Starlin Castro singled home Baez, but that was all the Cubs got. "I kind of turned my head and went to get another baseball," said Archer of Rizzo's blast.
"And the next thing I know, the umpire's saying it's in play. So I go to back up home. It was one of the most relieving moments I've ever had.
"Seriously, I looked up and I thought it was gone, it's 2-0 with one out and I've thrown eight pitches at that point. But to look up and see that we got it in quick. Maybe one run scored, but that was all they got. That was huge for me."
Desmond Jennings tied the score when he hit his 10th home run of the season, a solo shot in the third off Cubs starter Tsuyoshi Wada.
Archer became his own worst enemy in the fourth when he threw away a potential double-play ball. Instead of an inning-ending double play, the runners were safe, paving the way for John Baker's RBI single that put the Cubs ahead, 2-1.
"Yeah, it's frustrating," said Archer of his miscue. "The most frustrating part is it led to a run, which could have been an 'L' for us if we hadn't scrapped back there in the seventh inning."
Sean Rodriguez tripled off Wada to start the seventh and he scored one out later when Curt Casali hit into a fielder's choice to tie the game at 2.

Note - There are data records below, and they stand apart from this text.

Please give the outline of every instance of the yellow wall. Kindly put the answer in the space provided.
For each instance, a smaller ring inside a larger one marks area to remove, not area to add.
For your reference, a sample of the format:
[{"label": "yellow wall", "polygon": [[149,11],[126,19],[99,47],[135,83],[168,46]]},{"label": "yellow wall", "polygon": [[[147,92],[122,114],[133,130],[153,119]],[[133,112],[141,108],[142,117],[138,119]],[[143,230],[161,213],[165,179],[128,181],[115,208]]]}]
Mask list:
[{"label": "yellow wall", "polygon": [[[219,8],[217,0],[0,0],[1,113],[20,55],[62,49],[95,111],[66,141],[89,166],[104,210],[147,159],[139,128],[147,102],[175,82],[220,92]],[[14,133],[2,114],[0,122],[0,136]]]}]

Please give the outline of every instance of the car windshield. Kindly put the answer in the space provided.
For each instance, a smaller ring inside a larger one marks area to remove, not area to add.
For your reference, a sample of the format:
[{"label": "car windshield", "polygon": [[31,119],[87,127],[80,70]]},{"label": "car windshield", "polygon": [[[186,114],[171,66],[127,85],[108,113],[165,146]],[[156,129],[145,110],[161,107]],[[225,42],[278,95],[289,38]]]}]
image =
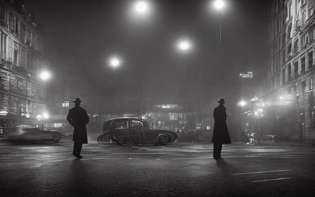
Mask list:
[{"label": "car windshield", "polygon": [[109,127],[111,126],[111,124],[112,122],[112,120],[108,120],[104,122],[104,126],[103,127],[103,131],[105,132],[109,130]]}]

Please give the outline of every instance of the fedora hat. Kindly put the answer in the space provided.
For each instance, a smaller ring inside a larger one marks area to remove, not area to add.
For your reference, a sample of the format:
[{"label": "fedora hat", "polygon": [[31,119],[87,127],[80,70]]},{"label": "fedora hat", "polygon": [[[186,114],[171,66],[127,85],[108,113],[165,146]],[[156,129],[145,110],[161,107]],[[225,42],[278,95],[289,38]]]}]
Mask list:
[{"label": "fedora hat", "polygon": [[74,103],[75,103],[77,102],[82,102],[82,101],[80,100],[79,98],[77,98],[76,99],[76,100],[75,101],[73,101],[73,102]]},{"label": "fedora hat", "polygon": [[224,99],[220,99],[220,101],[218,101],[218,102],[219,103],[223,103],[224,104],[225,103],[225,102],[224,101]]}]

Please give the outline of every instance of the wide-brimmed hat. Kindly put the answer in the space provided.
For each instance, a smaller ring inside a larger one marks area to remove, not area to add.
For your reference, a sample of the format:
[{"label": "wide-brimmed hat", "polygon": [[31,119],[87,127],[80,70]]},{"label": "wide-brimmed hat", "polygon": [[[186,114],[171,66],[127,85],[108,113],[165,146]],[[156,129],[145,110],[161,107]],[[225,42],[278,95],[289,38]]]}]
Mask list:
[{"label": "wide-brimmed hat", "polygon": [[223,103],[223,104],[225,103],[225,102],[224,101],[224,99],[220,99],[220,101],[218,101],[218,102],[219,103]]},{"label": "wide-brimmed hat", "polygon": [[75,103],[75,102],[82,102],[82,101],[80,100],[79,98],[77,98],[76,99],[76,100],[73,101],[73,102],[74,103]]}]

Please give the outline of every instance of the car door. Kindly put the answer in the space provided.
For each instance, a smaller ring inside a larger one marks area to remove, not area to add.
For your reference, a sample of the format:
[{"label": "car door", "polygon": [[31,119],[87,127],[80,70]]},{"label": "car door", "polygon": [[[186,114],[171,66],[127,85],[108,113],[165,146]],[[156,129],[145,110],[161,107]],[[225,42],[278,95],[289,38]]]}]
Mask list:
[{"label": "car door", "polygon": [[129,121],[129,136],[140,138],[138,141],[140,143],[145,143],[146,142],[144,133],[143,124],[138,120],[131,120]]}]

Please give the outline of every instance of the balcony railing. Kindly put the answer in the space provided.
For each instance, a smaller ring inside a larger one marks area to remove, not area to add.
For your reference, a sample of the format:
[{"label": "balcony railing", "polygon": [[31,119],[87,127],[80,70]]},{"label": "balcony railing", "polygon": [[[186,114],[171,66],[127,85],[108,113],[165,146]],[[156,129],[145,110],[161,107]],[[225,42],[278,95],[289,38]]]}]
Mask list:
[{"label": "balcony railing", "polygon": [[7,67],[7,61],[3,58],[1,58],[0,59],[0,65],[3,67]]}]

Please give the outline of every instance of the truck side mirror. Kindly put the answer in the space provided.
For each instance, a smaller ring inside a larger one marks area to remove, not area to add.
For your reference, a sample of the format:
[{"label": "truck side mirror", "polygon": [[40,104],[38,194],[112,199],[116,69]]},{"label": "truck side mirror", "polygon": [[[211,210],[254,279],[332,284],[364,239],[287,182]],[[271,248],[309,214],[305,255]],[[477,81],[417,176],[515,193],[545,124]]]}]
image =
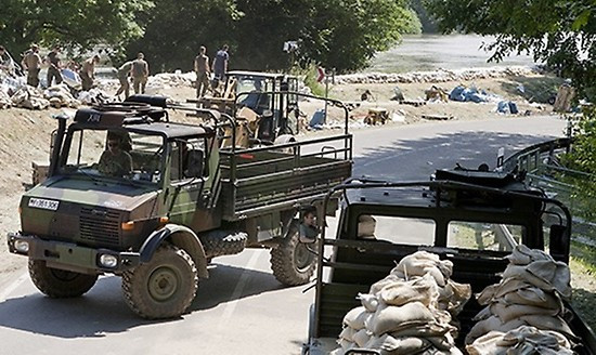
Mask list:
[{"label": "truck side mirror", "polygon": [[184,169],[184,178],[203,178],[203,150],[189,150],[186,169]]},{"label": "truck side mirror", "polygon": [[567,226],[560,224],[550,226],[548,248],[553,259],[569,263],[569,238]]}]

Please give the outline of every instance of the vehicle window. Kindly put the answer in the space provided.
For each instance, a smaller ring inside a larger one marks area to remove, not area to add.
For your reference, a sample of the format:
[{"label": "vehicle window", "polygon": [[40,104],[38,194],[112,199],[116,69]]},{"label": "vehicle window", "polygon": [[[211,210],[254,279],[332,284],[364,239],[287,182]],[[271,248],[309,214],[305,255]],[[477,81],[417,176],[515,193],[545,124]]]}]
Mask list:
[{"label": "vehicle window", "polygon": [[160,181],[163,139],[124,130],[72,133],[66,172],[157,183]]},{"label": "vehicle window", "polygon": [[477,222],[450,222],[448,229],[448,247],[511,251],[521,242],[523,227]]},{"label": "vehicle window", "polygon": [[206,146],[204,137],[172,142],[171,182],[209,175]]},{"label": "vehicle window", "polygon": [[361,214],[358,237],[401,245],[435,245],[435,221],[426,219]]}]

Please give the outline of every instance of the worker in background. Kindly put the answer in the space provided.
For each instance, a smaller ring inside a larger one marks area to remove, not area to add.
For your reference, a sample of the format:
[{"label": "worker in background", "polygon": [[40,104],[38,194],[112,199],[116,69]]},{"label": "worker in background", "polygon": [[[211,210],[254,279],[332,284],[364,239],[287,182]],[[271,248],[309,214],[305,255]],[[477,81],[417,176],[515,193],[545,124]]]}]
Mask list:
[{"label": "worker in background", "polygon": [[7,49],[2,45],[0,45],[0,70],[11,77],[14,76],[14,63],[10,54],[7,52]]},{"label": "worker in background", "polygon": [[82,67],[79,73],[82,90],[88,91],[93,88],[93,80],[95,80],[95,65],[99,63],[99,54],[95,54],[87,61],[82,62]]},{"label": "worker in background", "polygon": [[230,61],[230,55],[228,54],[228,44],[223,44],[221,50],[216,54],[211,70],[215,74],[213,78],[213,90],[219,87],[220,82],[225,82],[225,73],[228,73],[228,62]]},{"label": "worker in background", "polygon": [[31,44],[29,50],[25,52],[21,65],[27,70],[27,84],[37,88],[39,86],[39,70],[41,70],[41,56],[37,44]]},{"label": "worker in background", "polygon": [[132,86],[135,94],[144,94],[145,86],[148,79],[148,64],[145,62],[143,53],[137,54],[137,60],[132,62]]},{"label": "worker in background", "polygon": [[48,53],[48,56],[46,57],[46,62],[50,65],[48,67],[48,88],[52,86],[52,81],[55,80],[56,86],[62,82],[62,74],[60,73],[61,69],[61,63],[60,63],[60,49],[57,47],[54,47],[50,53]]},{"label": "worker in background", "polygon": [[125,100],[130,96],[130,83],[128,77],[132,70],[132,61],[128,61],[118,68],[118,81],[120,81],[120,88],[116,91],[116,96],[125,93]]},{"label": "worker in background", "polygon": [[207,56],[207,49],[202,45],[198,55],[195,57],[195,71],[196,71],[196,97],[205,96],[205,92],[209,88],[209,57]]}]

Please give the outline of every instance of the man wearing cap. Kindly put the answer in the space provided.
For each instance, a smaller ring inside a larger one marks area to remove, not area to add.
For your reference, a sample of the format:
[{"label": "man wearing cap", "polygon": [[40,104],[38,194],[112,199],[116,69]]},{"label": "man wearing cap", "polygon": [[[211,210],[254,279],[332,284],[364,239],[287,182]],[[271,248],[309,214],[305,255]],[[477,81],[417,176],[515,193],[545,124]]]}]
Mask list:
[{"label": "man wearing cap", "polygon": [[52,86],[52,80],[55,79],[56,86],[62,82],[62,74],[60,73],[61,63],[60,57],[57,54],[60,53],[60,49],[57,47],[54,47],[54,49],[48,54],[48,57],[46,61],[50,65],[48,67],[48,88]]},{"label": "man wearing cap", "polygon": [[143,53],[137,54],[137,60],[132,62],[132,87],[135,94],[144,94],[148,78],[148,64],[145,62]]},{"label": "man wearing cap", "polygon": [[116,91],[116,96],[125,93],[125,100],[130,96],[130,83],[128,82],[128,76],[132,70],[132,61],[128,61],[118,68],[118,81],[120,81],[120,88]]},{"label": "man wearing cap", "polygon": [[207,49],[202,45],[198,55],[195,57],[195,71],[196,71],[196,97],[202,97],[209,88],[209,57]]},{"label": "man wearing cap", "polygon": [[80,80],[82,90],[91,90],[93,80],[95,80],[95,64],[100,63],[100,55],[95,54],[82,63],[80,69]]},{"label": "man wearing cap", "polygon": [[31,44],[30,49],[25,52],[21,64],[27,70],[27,84],[37,88],[39,86],[39,70],[41,69],[41,56],[37,44]]}]

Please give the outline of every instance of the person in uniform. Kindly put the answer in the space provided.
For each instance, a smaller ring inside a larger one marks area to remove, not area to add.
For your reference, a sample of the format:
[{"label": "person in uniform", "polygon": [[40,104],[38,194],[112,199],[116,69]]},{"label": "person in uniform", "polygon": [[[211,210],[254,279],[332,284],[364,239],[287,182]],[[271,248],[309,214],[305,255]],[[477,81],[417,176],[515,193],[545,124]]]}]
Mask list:
[{"label": "person in uniform", "polygon": [[143,53],[137,54],[137,60],[132,62],[132,87],[135,94],[144,94],[148,78],[148,64],[145,62]]},{"label": "person in uniform", "polygon": [[21,64],[27,70],[27,84],[37,88],[39,86],[39,70],[41,69],[41,56],[39,56],[37,44],[31,44],[31,48],[25,52]]},{"label": "person in uniform", "polygon": [[219,88],[219,83],[225,83],[225,73],[228,73],[228,61],[230,61],[230,54],[228,54],[228,44],[223,44],[221,50],[216,54],[213,64],[211,65],[211,70],[213,71],[213,84],[212,88],[216,90]]},{"label": "person in uniform", "polygon": [[95,54],[87,61],[82,62],[80,69],[80,80],[82,90],[88,91],[93,88],[93,80],[95,80],[95,64],[100,63],[100,55]]},{"label": "person in uniform", "polygon": [[132,158],[124,149],[122,136],[108,132],[107,149],[102,153],[98,171],[108,176],[125,176],[132,172]]},{"label": "person in uniform", "polygon": [[55,79],[56,86],[62,82],[62,74],[60,73],[61,63],[60,57],[57,54],[60,53],[60,49],[57,47],[54,47],[54,49],[48,54],[48,57],[46,61],[50,65],[48,67],[48,88],[52,86],[52,80]]},{"label": "person in uniform", "polygon": [[209,88],[209,57],[207,56],[207,49],[202,45],[198,55],[195,57],[195,71],[196,71],[196,97],[202,97]]},{"label": "person in uniform", "polygon": [[128,61],[118,68],[118,81],[120,81],[120,88],[116,91],[116,96],[119,96],[124,92],[125,100],[130,96],[130,83],[128,82],[128,77],[132,69],[132,61]]}]

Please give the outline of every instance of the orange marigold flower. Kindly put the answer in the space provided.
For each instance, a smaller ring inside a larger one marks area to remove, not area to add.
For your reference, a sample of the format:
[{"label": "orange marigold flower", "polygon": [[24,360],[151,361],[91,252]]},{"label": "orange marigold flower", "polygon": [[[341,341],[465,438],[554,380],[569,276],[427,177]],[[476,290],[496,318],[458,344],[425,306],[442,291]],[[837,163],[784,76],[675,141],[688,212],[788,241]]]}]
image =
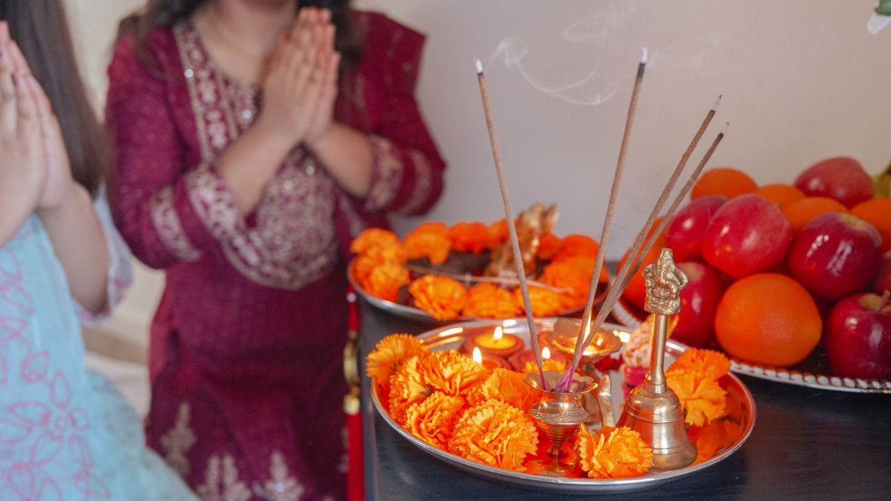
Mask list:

Zobrist doubled off Pedro Strop with one out in the eighth before pinch-hitter Kiermaier struck out, but reached first when nobody covered the base. The odd play was ruled a wild pitch, even though Cubs catcher Baker had caught the ball. Strop then struck out Evan Longoria swinging before pinch-hitter Matt Joyce singled to score Zobrist for a 3-2 Rays lead.
"Wada threw well today," Cubs manager Rick Renteria said. "He deserved a better fate. We almost got out of that one inning, but they ended up scoring that run and obviously we ended up tying it and they went ahead."
Archer turned in his 14th quality start of the season, allowing one earned run on five hits and a walk while striking out six in six innings en route to a no-decision.
Joel Peralta and Jake McGee pitched two scoreless innings leading to Boxberger in the ninth.
The Rays moved to 2-2 on their road trip, giving them a Major League-best mark of 14-6 since July 12.
Bill Chastain is a reporter for MLB.com. This story was not subject to the approval of Major League Baseball or its clubs.